UK Audiences Doubled Their SVOD Watching Time in 2020

05 August, 2021 

People in the UK spent a third of their time in 2020 watching TV and online video, according to Ofcom’s annual Media Nation report. British audiences spent 2020 most of the year in varying degrees of lockdown and the extra time at home resulted in a daily average of five hours and 40 minutes watching TV and online video last year. That’s an increase of 47 minutes from 2019.

People in the UK also spent double the amount of time watching SVOD services in 2020 than they did in 2019. They spent an average of one hour and five minutes every day watching subscription streaming services like Netflix and Disney+. 

In line with this increased viewing time for SVOD platforms, subscriptions also went up. By September 2020 three in five UK homes had at least one streaming subscription, compared to half of homes a year previously. According to Ofcom, there were 31 million subscriptions to streaming services in the UK in 2020, which represents almost a third increase from 20 million in 2019. 

Advertising revenue contracted in the UK for the first time since 2012, and TV was no exception. TV advertising saw a 15 percent decline in revenue in 2020. Online advertising saw growth and video was the largest proportional growth in 2020, which increased 18 percent year on year.

The decline of linear TV advertising on public-service commercial television is nothing new. However 2020 was a particularly bad year for the likes of ITV, Channel 4 and Channel 5, with a collective year-on-year decline of 14 percent in real terms. The upside was that commercial public service broadcasters were able to partially recoup this from their BVOD offerings. BVOD ad revenues grew by 15 percent year on year to £523 million. 

TV ad revenue is predicted to rebound in 2021, but beyond this year, growth in the area is forecast to come mainly from BVOD. The AA/WARC Expenditure Report estimates a 13.9 percent increase in this medium in 2022, and GroupM forecasts an increase of 19.4 percent. However, TV advertising, excluding BVoD, is expected to have little or no growth in 2022 (with AA/WARC Expenditure Report predicting 0 percent growth and GroupM 0.8 percent.)

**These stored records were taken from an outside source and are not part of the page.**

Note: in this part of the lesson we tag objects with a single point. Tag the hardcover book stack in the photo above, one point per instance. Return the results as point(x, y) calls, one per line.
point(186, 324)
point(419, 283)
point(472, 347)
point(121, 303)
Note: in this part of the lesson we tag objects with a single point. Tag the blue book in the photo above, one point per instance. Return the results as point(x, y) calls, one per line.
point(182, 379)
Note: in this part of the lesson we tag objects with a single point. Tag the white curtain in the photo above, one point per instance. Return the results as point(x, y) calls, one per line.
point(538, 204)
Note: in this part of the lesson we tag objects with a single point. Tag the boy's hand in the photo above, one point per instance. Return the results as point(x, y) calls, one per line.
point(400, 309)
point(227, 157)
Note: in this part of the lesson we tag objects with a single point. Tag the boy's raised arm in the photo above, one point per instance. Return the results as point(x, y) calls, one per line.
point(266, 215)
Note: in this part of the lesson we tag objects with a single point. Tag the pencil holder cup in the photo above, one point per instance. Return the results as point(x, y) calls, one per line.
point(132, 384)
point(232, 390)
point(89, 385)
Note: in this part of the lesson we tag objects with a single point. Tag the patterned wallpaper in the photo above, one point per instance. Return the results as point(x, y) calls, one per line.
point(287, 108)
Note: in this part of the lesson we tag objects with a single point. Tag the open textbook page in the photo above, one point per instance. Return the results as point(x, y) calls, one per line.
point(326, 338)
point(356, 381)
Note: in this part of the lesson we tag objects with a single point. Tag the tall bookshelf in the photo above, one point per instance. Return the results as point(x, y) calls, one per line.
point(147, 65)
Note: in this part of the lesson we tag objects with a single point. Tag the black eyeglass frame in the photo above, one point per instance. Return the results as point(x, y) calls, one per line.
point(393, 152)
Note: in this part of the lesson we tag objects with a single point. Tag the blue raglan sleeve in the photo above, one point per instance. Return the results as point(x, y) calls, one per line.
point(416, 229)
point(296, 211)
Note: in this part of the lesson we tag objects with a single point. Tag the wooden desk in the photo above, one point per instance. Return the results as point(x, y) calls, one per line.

Ofcom note that broadcasters have invested in technologies to prepare for a future where their BVOD services are increasingly important. The report notes investments into areas like cross-media measurement, such as the CFlight initiative, which Channel 4, Sky and ITV recently announced. It also says broadcasters are investing in their programmatic and addressable advertising abilities in order to adapt to the future.

Reacting to the report, addressable TV advertising provider Finecast emphasised how important harnessing data on BVOD could be. Kristian Claxton, managing director at Finecast, said, “As catch-up and BVOD gain even more prominence – and the opportunities to harness data that enables – those audience segments can be reached with relevant and creative ads that allows advertisers large and small to engage with those consumers who matter most to them, and actually deliver a more efficient campaign as a result.”

 Although, on average, people still spent more than double the time watching linear broadcast TV (three hours and 12 minutes) than they did watching SVOD services, this trend was driven by people over the age of 45. For young people aged 16-34, only 32 percent of their time was spent watching broadcast content, compared to 61 percent for the population as a whole. 

People in this younger age bracket spent most of their time watching video and TV using SVOD services. 16-34 year olds spent an average of 91 minutes a day watching subscription streaming services in 2020. Their next most watched video or TV medium was YouTube, which they spent an average of 72 minutes a day watching. 

BVOD services, like BBC iPlayer and All4, were watched significantly less than the SVOD platforms. On average, people in the UK spent 12 minutes a day watching BVOD content. Unlike subscription streaming services, young people did not watch BVOD services more than the general population. The average daily viewing time of BVODs for this age demographic was 11 minutes per day. 

The broadcasters’ streaming services have struggled to keep up with the volume of content held by the big subscription platforms. SVOD services offer UK viewers a combined total of 115,000 hours of content to choose from. On the other hand, the combined content calendars of All 4, BBC iPlayer, ITV Hub and My5 is less than Netflix’s alone at 37,000 hours compared to 38,000. 

Netflix had the most blockbuster programmes out of the SVOD services. 29 out of the 30 most titles on subscription services in Q1 2021 were from Netflix. 

Craig Armer is strategic insight director at Kantar, he emphasised the importance of high-quality original content and user experience for the SVOD services.

“High quality exclusives like The Mandalorian and WandaVision continue to play an important role in generating sign ups to newer challengers such as Disney+, whereas Amazon’s Prime Video service was buoyed by the wider growth of online shopping over the pandemic. 

Exclusive Premier League games over the Christmas period successfully converted those initially subscribing for free delivery. However, when it comes to user experience, Netflix is the clear winner, with over half of all subscribers rating it a 9 or 10 out of 10, something the other services are unable to boast quite yet,” Armer said.